Spice & Spin-offs
Prohibition's High-Tech Cannabis Substitutes
Jun 2009
Citation: Erowid E, Erowid F. "Spice & Spin-offs: Prohibition's High-Tech Cannabis Substitutes." Erowid Extracts. Jun 2009;16:12-16.
|
These products are one of the most interesting developments in grey-market recreational drugs since the "research chemical" phenomenon of the early 2000s. This new evolution in psychoactives is made possible by sophisticated knowledge of chemistry, pharmacology, scientific research, drug detection methods, marketing, and international drug laws. The trend involves the sale of novel, putatively legal, functional psychoactives packaged in such a way as to hide the identity of the active compounds from both governmental agencies and from other manufacturers, since candidly marketing a new recreational chemical would shorten the period before it is copied or banned.
Spice: The Template
When we first read about Spice in online forums in early 2007, we immediately suspected that this "herbal" concoction might be something more novel than merely another smoking blend claiming cannabis-like effects.

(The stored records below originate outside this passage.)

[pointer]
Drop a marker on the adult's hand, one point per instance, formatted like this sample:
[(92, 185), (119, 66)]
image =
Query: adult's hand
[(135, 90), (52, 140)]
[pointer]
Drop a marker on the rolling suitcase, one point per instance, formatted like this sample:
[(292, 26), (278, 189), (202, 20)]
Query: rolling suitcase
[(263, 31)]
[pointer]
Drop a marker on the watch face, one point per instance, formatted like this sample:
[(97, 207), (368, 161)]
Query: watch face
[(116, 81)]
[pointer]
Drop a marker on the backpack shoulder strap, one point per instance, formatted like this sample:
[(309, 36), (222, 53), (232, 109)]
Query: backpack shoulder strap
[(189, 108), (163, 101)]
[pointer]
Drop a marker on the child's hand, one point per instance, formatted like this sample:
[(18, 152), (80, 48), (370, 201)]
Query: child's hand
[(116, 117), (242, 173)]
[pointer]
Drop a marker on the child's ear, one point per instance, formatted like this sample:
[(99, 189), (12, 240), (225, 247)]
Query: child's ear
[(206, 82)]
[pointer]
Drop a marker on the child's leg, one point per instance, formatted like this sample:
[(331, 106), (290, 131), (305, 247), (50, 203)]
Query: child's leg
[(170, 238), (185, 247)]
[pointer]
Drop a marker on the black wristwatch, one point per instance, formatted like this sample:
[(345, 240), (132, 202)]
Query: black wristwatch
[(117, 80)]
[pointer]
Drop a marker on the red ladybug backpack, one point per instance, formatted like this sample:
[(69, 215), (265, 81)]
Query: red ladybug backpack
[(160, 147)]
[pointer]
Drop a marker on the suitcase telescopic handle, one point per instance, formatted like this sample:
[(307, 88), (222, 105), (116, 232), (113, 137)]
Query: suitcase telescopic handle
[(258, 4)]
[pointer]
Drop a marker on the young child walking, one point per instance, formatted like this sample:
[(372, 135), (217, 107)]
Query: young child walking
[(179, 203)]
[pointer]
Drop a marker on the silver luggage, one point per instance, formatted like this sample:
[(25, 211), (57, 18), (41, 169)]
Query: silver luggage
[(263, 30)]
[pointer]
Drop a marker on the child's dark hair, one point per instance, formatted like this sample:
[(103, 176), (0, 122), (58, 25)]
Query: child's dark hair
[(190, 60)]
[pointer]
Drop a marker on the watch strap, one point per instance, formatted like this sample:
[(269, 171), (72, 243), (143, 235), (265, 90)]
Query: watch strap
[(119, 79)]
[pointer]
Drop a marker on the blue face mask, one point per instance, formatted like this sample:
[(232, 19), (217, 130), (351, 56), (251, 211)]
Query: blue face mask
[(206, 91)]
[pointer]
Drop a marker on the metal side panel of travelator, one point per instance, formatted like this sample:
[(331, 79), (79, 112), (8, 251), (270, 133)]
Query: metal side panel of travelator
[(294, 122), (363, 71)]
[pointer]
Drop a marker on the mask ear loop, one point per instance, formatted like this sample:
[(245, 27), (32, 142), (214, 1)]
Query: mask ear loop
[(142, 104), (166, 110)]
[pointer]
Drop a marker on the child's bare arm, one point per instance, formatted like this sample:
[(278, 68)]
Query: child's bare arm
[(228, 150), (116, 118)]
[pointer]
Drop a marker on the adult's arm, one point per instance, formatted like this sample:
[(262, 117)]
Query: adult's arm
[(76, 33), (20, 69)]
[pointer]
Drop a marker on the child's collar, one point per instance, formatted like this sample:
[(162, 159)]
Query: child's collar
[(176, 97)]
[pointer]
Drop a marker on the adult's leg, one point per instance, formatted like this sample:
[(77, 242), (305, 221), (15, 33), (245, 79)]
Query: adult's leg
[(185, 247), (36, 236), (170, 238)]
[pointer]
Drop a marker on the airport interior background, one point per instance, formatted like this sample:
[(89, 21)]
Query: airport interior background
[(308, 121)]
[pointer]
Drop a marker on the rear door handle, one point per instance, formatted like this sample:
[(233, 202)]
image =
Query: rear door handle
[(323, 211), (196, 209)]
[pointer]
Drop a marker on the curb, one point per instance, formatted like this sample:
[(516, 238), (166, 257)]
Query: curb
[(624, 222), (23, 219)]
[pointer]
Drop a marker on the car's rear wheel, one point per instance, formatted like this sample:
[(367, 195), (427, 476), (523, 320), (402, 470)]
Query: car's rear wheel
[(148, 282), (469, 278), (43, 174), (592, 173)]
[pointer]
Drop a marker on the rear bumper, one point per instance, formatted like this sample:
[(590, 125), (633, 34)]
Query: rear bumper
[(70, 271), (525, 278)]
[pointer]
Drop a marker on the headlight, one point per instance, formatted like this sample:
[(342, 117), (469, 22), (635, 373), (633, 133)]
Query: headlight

Though we had little to go on other than informed speculation and a few first-hand reports, the described effects seemed too strong and too similar to cannabis to be the result of the listed ingredients, none of which was known for having any noteworthy psychoactivity.
We were unable to find a U.S. vendor that sold Spice, and multiple European suppliers told us that the manufacturer stipulated that it not be sold into the United States. (Later packaging specifically states "Not for sale in the USA".) We ordered a package from a British vendor in March 2007, and quickly verified our suspicions via bioassay; the effects were obviously the result of a THC-like compound. We have been following the Spice phenomenon ever since.The original small (3" x 3.75") foil packets feature a distinctive eye logo atop a stylized leaf and contain what appears to be a blend of different dried and ground plant materials. The package lists 13 herbs and spices: baybean, blue lotus, dwarf scullcap, indian warrior, lion's tail, maconha brava, marshmallow, pink lotus, red clover, rose, Siberian motherwort, vanilla, and honey.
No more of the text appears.